Purpose of review
Pneumococcal meningitis is the most frequent form of bacterial meningitis in Europe and the United States. Although early antimicrobial and adjuvant therapy with dexamethasone have helped to improve disease outcome in adults, mortality and morbidity rates remain unsatisfactorily high, emphasizing the need for additional treatment options. Promising targets for adjuvant therapy have been identified recently and will be the focus of this review.
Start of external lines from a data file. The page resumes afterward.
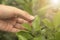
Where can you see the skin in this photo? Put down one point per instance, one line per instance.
(11, 18)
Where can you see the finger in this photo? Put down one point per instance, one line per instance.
(7, 27)
(19, 26)
(21, 21)
(24, 14)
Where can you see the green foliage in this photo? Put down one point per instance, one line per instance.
(34, 34)
(49, 30)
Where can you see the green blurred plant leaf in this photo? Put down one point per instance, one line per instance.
(36, 24)
(27, 26)
(24, 35)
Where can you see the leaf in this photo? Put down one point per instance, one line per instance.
(57, 36)
(48, 23)
(24, 35)
(56, 19)
(27, 26)
(21, 37)
(36, 24)
(38, 38)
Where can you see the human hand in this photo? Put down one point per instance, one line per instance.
(11, 18)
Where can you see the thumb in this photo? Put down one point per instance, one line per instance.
(25, 15)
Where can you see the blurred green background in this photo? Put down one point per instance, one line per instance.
(22, 4)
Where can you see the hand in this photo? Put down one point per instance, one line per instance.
(11, 18)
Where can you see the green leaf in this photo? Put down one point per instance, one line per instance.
(36, 24)
(56, 19)
(24, 35)
(57, 36)
(27, 26)
(48, 23)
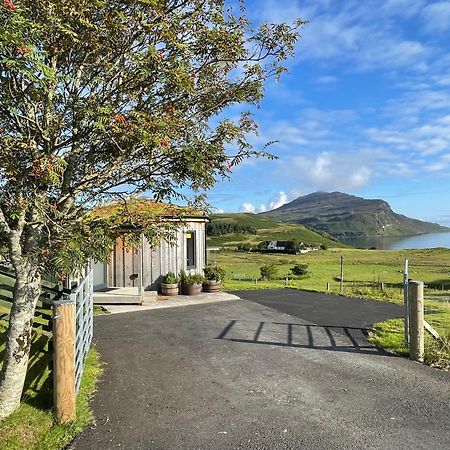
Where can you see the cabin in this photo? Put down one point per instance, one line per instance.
(142, 266)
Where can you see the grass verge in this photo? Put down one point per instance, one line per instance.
(32, 426)
(389, 335)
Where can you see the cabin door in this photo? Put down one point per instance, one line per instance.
(125, 265)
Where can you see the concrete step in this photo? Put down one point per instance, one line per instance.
(106, 298)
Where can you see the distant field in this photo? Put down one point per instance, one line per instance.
(364, 270)
(267, 230)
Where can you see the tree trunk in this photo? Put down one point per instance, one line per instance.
(26, 293)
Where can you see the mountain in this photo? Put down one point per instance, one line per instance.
(343, 215)
(255, 228)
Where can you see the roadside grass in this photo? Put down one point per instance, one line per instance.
(268, 229)
(32, 426)
(389, 335)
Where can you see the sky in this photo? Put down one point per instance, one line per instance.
(364, 109)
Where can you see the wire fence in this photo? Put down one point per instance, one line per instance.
(82, 297)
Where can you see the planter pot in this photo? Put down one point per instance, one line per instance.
(192, 289)
(212, 286)
(169, 289)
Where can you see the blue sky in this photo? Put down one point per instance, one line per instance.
(364, 109)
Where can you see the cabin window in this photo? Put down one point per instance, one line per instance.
(190, 250)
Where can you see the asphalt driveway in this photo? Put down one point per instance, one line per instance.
(277, 370)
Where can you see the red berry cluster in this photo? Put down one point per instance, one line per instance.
(9, 4)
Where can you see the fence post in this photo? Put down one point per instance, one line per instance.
(64, 397)
(416, 327)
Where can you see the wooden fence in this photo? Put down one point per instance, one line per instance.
(66, 315)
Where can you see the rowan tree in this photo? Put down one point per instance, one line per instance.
(99, 98)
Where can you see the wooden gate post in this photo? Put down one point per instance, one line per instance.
(416, 326)
(64, 396)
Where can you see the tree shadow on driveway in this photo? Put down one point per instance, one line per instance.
(318, 337)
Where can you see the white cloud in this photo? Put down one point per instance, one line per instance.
(327, 79)
(273, 203)
(247, 207)
(426, 139)
(331, 171)
(357, 31)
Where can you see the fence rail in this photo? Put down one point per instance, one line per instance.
(82, 297)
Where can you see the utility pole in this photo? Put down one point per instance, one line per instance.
(406, 302)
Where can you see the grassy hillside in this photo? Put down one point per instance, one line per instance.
(268, 229)
(345, 215)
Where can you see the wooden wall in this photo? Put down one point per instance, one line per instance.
(156, 262)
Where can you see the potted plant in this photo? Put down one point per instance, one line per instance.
(214, 276)
(169, 285)
(192, 284)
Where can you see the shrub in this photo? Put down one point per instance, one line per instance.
(196, 278)
(300, 269)
(216, 273)
(268, 272)
(170, 278)
(244, 247)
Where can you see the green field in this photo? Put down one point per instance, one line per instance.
(32, 425)
(364, 271)
(267, 230)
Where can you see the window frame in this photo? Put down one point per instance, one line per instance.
(194, 249)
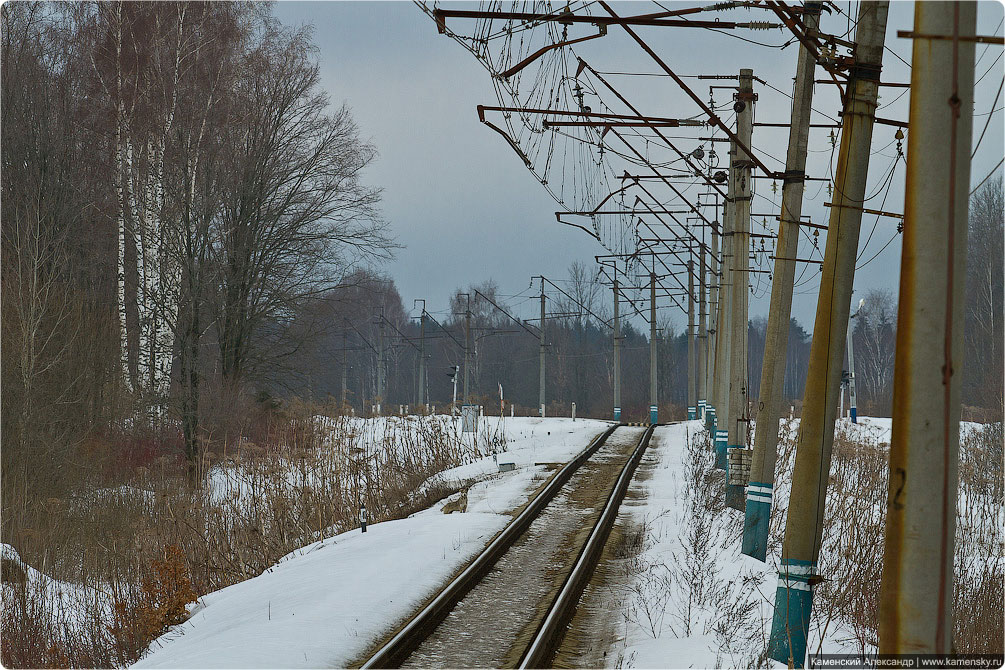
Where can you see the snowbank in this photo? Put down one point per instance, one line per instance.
(327, 604)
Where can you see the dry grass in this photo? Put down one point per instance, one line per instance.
(146, 539)
(846, 604)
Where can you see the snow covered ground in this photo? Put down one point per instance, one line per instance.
(694, 600)
(325, 605)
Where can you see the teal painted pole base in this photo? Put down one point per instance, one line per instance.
(791, 624)
(721, 460)
(756, 520)
(735, 495)
(734, 492)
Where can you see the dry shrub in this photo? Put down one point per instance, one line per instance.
(162, 602)
(854, 535)
(302, 477)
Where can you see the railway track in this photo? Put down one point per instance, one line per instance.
(511, 606)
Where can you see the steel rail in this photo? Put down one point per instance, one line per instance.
(545, 643)
(416, 630)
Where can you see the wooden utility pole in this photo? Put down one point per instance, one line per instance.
(653, 399)
(916, 603)
(617, 350)
(381, 363)
(713, 340)
(727, 277)
(422, 358)
(467, 349)
(762, 480)
(345, 368)
(541, 384)
(740, 176)
(801, 545)
(702, 336)
(691, 381)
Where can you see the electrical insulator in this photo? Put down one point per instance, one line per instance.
(760, 25)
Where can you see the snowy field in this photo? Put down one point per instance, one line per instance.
(695, 601)
(325, 605)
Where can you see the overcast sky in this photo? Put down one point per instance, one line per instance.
(464, 207)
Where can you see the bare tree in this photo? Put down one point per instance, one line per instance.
(875, 343)
(295, 215)
(983, 330)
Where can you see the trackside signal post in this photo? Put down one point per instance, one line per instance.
(762, 480)
(702, 336)
(653, 404)
(801, 545)
(691, 404)
(617, 351)
(541, 383)
(740, 176)
(916, 603)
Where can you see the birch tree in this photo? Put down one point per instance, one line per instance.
(295, 214)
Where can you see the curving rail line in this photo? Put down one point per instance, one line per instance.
(549, 632)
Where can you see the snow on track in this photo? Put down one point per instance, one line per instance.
(327, 604)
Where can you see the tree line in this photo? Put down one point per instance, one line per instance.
(177, 189)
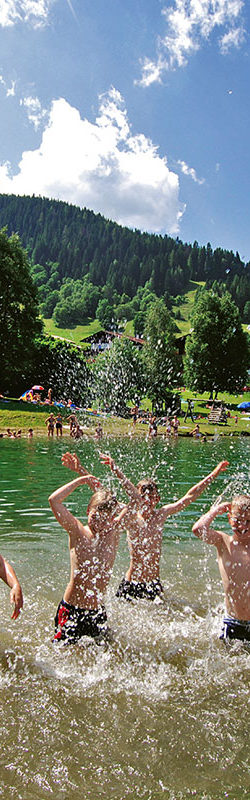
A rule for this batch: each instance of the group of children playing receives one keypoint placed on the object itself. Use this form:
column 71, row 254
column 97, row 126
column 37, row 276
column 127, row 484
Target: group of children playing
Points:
column 93, row 548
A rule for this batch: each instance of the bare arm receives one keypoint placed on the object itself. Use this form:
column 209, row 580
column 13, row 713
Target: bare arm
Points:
column 8, row 575
column 129, row 487
column 202, row 528
column 72, row 461
column 192, row 494
column 62, row 514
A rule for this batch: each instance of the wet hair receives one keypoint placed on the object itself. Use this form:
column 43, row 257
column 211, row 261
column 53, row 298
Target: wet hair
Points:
column 241, row 502
column 103, row 500
column 147, row 485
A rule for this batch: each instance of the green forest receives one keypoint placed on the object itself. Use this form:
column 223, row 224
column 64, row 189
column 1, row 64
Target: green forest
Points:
column 82, row 263
column 66, row 264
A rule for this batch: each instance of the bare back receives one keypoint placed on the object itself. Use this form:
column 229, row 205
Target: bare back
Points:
column 91, row 561
column 144, row 542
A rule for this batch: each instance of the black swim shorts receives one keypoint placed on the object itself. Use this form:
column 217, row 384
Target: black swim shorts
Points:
column 73, row 622
column 235, row 629
column 140, row 589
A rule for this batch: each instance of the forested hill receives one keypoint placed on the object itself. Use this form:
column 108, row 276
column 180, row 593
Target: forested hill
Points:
column 82, row 242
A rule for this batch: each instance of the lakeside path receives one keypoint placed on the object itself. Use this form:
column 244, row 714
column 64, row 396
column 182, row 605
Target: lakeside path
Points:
column 28, row 416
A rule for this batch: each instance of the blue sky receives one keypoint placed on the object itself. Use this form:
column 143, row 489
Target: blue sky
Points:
column 139, row 110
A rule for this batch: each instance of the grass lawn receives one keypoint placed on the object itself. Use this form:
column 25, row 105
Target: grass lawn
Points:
column 72, row 335
column 15, row 414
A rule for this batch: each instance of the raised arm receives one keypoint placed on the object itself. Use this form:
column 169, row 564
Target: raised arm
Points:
column 192, row 494
column 129, row 487
column 8, row 575
column 72, row 461
column 62, row 514
column 202, row 528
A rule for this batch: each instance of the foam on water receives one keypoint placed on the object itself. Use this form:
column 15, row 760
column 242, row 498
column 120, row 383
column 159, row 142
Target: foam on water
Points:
column 162, row 711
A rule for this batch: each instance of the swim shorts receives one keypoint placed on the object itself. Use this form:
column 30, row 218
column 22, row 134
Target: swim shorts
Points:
column 73, row 622
column 139, row 589
column 235, row 629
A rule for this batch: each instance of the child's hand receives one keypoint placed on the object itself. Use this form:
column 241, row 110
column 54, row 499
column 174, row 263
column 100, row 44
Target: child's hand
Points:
column 106, row 459
column 71, row 461
column 222, row 466
column 222, row 508
column 16, row 597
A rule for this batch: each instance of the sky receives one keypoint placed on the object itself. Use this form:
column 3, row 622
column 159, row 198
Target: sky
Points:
column 137, row 109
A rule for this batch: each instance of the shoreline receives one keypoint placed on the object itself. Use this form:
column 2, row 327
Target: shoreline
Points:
column 27, row 416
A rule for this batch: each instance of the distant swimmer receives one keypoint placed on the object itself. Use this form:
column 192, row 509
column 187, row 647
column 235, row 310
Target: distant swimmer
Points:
column 8, row 575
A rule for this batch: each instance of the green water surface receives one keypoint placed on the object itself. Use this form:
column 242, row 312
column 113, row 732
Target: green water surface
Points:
column 163, row 711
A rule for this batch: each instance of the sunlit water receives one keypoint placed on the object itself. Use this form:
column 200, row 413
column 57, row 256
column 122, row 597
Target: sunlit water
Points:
column 163, row 712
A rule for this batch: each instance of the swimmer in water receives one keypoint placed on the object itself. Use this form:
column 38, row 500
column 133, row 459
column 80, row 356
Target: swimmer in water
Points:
column 233, row 554
column 92, row 553
column 144, row 532
column 8, row 575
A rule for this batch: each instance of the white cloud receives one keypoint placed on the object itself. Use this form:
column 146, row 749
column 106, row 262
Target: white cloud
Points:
column 36, row 114
column 33, row 11
column 11, row 90
column 189, row 23
column 100, row 165
column 190, row 172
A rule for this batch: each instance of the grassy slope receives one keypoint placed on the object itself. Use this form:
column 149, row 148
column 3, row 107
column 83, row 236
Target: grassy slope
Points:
column 15, row 415
column 73, row 335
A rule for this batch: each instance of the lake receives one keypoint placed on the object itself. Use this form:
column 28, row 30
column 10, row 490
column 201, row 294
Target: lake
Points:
column 163, row 712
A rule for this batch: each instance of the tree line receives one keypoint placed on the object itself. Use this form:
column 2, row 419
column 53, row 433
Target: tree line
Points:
column 216, row 359
column 67, row 244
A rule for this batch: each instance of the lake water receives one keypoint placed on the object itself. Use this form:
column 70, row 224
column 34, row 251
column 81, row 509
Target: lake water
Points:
column 163, row 712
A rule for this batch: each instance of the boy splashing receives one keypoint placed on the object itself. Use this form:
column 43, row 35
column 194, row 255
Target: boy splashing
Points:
column 92, row 553
column 233, row 554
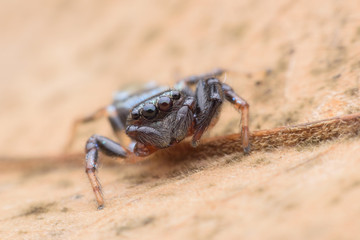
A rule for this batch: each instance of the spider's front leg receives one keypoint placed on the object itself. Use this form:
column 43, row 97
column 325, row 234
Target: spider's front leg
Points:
column 108, row 147
column 242, row 105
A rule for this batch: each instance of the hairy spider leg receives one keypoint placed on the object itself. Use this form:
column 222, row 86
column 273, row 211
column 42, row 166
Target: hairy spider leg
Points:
column 108, row 111
column 240, row 104
column 209, row 96
column 109, row 148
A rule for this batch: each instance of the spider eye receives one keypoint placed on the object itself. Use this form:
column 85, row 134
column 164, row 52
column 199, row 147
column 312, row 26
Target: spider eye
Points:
column 135, row 114
column 175, row 95
column 164, row 103
column 149, row 111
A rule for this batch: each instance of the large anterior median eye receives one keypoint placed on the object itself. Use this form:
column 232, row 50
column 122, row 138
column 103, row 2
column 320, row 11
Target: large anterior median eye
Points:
column 149, row 111
column 135, row 114
column 164, row 103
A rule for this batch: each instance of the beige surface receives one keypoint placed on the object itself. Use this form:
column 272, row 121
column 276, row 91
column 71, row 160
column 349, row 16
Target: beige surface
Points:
column 294, row 61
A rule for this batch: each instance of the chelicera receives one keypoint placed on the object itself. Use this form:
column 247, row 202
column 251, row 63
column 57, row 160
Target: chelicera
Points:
column 157, row 117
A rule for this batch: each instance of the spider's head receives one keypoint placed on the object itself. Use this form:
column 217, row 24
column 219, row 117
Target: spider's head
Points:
column 152, row 122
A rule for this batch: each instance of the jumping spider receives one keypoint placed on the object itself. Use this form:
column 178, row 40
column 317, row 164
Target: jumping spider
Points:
column 159, row 117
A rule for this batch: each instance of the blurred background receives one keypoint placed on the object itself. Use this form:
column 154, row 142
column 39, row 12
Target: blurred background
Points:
column 293, row 61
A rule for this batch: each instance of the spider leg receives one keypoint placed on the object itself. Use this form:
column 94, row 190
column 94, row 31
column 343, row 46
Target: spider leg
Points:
column 108, row 111
column 209, row 96
column 109, row 148
column 241, row 104
column 184, row 119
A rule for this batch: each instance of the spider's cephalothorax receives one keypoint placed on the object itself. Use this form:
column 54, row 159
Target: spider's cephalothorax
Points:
column 157, row 117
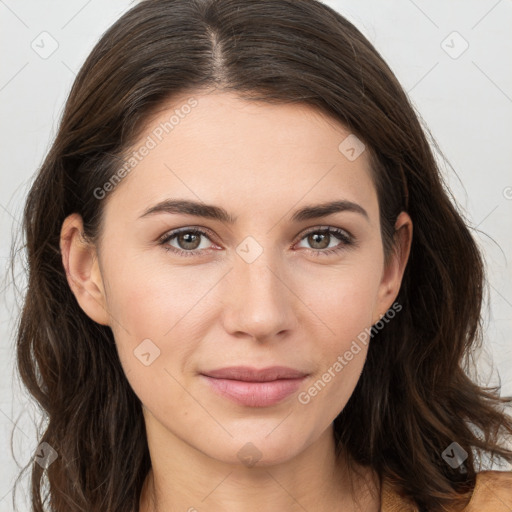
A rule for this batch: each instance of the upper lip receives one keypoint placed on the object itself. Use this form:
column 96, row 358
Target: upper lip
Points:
column 249, row 374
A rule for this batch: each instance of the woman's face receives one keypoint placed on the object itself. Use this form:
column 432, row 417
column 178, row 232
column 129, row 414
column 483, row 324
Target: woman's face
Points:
column 251, row 280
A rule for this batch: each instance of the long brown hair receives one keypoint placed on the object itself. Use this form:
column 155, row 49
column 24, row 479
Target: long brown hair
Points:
column 414, row 397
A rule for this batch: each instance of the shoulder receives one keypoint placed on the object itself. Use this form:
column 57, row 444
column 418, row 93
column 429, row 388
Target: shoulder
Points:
column 492, row 492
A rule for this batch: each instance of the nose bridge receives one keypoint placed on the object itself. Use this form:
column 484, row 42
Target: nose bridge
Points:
column 258, row 302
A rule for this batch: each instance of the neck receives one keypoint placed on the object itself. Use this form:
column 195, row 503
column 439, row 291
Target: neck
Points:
column 313, row 480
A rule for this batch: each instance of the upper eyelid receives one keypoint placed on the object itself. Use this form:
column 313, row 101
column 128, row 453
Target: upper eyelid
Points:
column 206, row 232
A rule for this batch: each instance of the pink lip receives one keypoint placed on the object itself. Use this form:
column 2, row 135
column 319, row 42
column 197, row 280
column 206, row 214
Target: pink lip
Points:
column 255, row 388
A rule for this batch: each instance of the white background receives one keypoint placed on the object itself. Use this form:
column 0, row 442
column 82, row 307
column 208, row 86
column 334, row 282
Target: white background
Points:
column 465, row 101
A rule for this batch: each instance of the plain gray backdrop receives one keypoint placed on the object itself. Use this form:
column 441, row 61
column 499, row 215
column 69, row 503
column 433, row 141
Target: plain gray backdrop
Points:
column 450, row 56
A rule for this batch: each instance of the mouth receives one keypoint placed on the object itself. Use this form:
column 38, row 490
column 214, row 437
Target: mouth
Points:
column 252, row 387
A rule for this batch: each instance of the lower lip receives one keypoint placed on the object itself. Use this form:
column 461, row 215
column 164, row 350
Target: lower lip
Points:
column 255, row 394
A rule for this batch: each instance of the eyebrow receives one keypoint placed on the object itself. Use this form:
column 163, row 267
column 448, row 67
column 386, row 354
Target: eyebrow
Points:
column 187, row 207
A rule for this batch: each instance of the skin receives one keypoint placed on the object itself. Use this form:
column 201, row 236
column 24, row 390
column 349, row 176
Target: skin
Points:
column 290, row 306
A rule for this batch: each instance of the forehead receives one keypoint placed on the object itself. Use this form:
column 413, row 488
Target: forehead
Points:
column 222, row 149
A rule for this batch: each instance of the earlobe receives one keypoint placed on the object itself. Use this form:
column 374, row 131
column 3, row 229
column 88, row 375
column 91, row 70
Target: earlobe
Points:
column 395, row 268
column 83, row 274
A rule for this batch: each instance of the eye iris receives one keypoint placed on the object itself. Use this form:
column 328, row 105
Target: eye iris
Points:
column 187, row 238
column 319, row 237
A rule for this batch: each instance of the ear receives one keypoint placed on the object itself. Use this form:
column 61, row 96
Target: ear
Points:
column 80, row 262
column 395, row 267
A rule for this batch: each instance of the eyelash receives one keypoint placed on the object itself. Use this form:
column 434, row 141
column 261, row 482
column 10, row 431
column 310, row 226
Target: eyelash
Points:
column 346, row 239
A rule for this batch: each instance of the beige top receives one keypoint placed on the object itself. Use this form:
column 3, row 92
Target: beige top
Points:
column 492, row 493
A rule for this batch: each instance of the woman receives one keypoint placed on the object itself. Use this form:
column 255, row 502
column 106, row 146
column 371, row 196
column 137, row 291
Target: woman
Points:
column 248, row 288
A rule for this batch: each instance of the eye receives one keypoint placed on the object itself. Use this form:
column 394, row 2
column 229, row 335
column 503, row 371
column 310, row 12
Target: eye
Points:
column 187, row 241
column 320, row 240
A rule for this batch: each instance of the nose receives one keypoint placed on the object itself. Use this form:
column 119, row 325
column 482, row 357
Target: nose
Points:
column 258, row 298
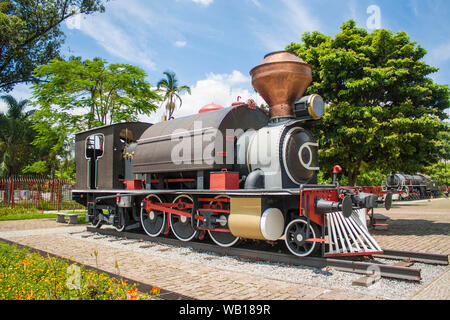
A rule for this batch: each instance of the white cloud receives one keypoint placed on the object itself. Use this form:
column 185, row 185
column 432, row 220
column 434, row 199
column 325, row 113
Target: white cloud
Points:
column 222, row 89
column 256, row 3
column 288, row 23
column 204, row 2
column 116, row 41
column 440, row 53
column 180, row 44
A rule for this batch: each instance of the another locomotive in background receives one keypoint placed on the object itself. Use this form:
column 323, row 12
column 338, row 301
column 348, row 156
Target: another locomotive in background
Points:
column 227, row 173
column 411, row 187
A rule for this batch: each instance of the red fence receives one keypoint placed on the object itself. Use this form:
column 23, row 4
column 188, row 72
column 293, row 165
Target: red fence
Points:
column 39, row 193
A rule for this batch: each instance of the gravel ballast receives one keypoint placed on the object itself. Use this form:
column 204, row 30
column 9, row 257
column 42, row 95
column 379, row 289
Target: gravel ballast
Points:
column 325, row 278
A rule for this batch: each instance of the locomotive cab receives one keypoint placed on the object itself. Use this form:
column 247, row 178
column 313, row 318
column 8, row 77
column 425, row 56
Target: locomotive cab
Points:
column 99, row 155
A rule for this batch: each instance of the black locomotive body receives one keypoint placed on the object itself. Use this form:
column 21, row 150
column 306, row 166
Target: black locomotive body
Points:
column 411, row 187
column 228, row 174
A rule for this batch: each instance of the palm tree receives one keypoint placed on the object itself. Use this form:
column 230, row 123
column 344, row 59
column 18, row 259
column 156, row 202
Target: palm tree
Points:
column 172, row 90
column 16, row 135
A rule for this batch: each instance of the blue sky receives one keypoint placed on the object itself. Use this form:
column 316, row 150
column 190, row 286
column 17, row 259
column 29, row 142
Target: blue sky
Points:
column 212, row 44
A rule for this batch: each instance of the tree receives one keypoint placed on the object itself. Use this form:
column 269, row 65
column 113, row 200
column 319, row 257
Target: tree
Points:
column 78, row 95
column 31, row 35
column 172, row 90
column 383, row 109
column 16, row 135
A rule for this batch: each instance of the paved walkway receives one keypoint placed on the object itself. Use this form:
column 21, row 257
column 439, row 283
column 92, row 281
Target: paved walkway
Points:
column 200, row 282
column 420, row 227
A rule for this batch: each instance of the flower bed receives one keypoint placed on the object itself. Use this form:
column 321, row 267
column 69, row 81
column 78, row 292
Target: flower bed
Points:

Brain disease in pneumococcal meningitis is caused by direct bacterial toxicity and excessive meningeal inflammation. Accordingly, promising targets for adjuvant therapy comprise limiting the release of toxic bacterial products and suppressing inflammation in a way that maximally protects against tissue injury without hampering pathogen eradication by antibiotics. Among the agents tested so far in experimental models, complement inhibitors, matrix-metalloproteinase inhibitors, and nonbacteriolytic antibiotics or a combination of the above have the potential to more efficiently protect the brain either alone (e.g., in children and outside the high-income settings) or in addition to adjuvant dexamethasone. Additionally, new protein-based pneumococcal vaccines are being developed that promise to improve disease prevention, namely by addressing the increasing problem of serotype replacement seen with pneumococcal conjugate vaccines.
Pneumococcal meningitis remains a life-threatening disease requiring early antibiotic and targeted anti-inflammatory therapy. New adjuvant therapies showed promising results in animal models but need systematic clinical testing.